Try running tests for the host that's failing to connect to it again all the DNS servers in play.
Try digging again localhost in pfSense to check for some locally cached bad value.
-
@stephenw10 ah ok so pfsense sees it as a 2nd wan not like a wan and vpn is there such things or is that enterprise big company stuff or thats out of the scope
but always learning
so far havent found the issues
so far i can get Rededit canada computers and elegoo all to work on the VPN client computers
but none will work on the WAN clients
they all point to 192.168.0.1
i only use host over ride for the epic games steam battle net and windows update to go to the lancache drive and then it goes out to 1.1.1.1 as the upstream dns
now i not sure how to test more cuz i just usually setup and let pfsense do its thing lol...
and what you mean locally cached bad values in pfsense in the localhost... how to do check.. . is that the state thing you has me do.. or the routes or the dnslook up...
and i dont undestand why on the wan the elegoo website will work for a few min but then it will stop working but it will work again at random times if you can catch it then wont work again on the WAN lan pc its like you know when you have 2 computers with 2 same Ips and they are conflicting and one will work but then the other computer will work when the other goes down.. cuz they conflicting... its like that.... least thats how it feels .....
i figured i must have like a toggle or a Check box set thats causing the issue?
-
Ok so you are only seeing this issue on clients that use the WAN directly?
And you still have Unbound set to use only the NordVPN interface for outgoing connections?
This feels like something on the server side seeing a mismatch between the source address and DNS servers.
-
@stephenw10 ya only seems to be affecting the WAN clients
is it fixable? other then needing like i guess a 2nd dns server i guess id have to run as i was thinking pfsensse could run it all in once or is it too much over head?

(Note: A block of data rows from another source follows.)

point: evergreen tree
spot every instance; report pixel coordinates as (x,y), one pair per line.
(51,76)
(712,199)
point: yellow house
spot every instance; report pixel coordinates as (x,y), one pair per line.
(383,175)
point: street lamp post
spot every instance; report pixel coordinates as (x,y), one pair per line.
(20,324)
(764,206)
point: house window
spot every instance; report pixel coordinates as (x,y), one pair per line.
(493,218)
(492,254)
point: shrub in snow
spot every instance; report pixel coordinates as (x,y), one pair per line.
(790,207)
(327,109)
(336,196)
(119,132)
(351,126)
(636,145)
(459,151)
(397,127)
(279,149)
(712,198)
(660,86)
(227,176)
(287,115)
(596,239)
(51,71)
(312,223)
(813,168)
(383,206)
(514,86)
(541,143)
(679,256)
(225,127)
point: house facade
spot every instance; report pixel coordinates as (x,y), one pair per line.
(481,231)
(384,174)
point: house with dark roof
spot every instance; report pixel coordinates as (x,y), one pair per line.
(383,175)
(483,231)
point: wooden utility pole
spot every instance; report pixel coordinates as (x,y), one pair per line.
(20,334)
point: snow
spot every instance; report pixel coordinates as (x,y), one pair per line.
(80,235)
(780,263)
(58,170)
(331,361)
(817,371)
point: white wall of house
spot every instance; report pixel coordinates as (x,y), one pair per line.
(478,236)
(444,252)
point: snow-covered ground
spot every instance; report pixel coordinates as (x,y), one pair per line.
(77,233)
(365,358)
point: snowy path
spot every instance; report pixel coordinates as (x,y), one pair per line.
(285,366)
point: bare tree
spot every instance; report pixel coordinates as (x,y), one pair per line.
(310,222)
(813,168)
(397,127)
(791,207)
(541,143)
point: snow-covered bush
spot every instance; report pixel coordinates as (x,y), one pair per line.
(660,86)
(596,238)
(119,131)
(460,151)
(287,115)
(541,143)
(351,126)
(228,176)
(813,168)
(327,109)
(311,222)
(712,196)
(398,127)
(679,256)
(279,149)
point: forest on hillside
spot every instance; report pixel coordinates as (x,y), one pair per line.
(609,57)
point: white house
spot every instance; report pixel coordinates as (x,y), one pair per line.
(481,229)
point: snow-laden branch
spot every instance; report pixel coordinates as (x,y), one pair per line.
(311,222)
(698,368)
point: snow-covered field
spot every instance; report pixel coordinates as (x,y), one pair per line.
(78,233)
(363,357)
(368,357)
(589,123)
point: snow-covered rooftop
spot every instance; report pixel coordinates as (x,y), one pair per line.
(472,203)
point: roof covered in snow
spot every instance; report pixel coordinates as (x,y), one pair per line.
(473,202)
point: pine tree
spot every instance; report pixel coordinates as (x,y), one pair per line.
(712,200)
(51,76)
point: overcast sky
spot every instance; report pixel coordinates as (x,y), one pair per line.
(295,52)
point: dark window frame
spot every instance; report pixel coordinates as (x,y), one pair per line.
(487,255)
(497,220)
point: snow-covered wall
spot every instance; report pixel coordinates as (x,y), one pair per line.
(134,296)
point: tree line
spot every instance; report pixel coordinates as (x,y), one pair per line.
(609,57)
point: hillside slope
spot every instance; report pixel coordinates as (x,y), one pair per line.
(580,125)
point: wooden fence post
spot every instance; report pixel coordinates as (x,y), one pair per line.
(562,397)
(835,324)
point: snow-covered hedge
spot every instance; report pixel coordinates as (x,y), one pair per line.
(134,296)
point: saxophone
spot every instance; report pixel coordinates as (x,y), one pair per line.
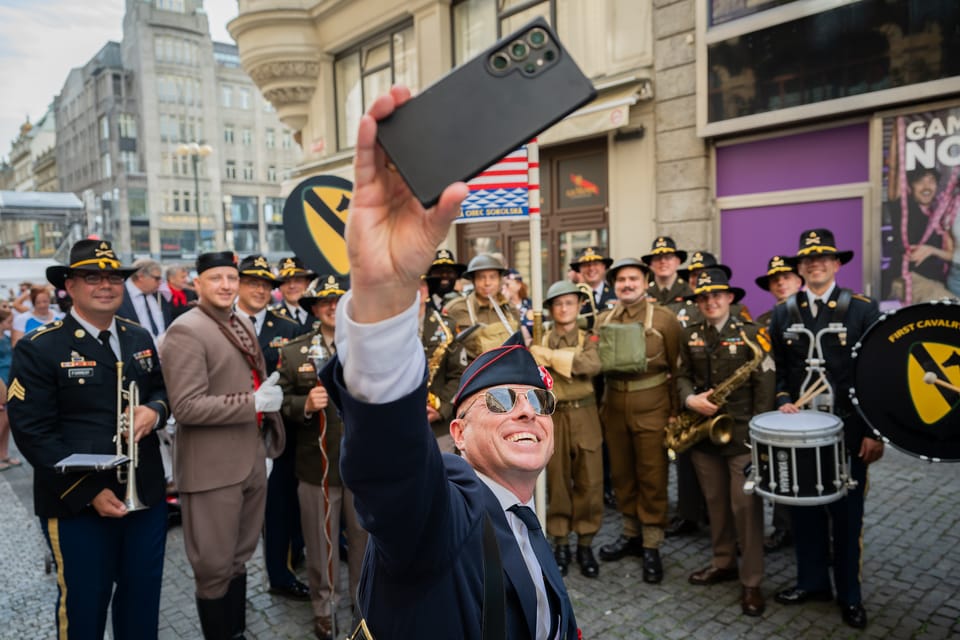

is there anywhere i can look futher on pfsense that causes it where the WAN clients will work for rededit sites but then it goes down just like the elegoo where it will work for a few min then its down for who knows or least when you reboot Pfsense then when its rebooted least elegoo website works fine for about 5 min then it totally un reachable
what does that all mean?
-
You can configure the DHCP server to pass some other DNS servers to those clients that are using the WAN directly.
It's possible to run both DNS servers in pfSense with one on a different port. You can then forward requests to that from selected clients like those using WAN. I wouldn't recommend that setup though.
-
@stephenw10 ya ill give that a try then pass the prefill cache dns server then for the wan clients
oh and why isnt the different ports recommended?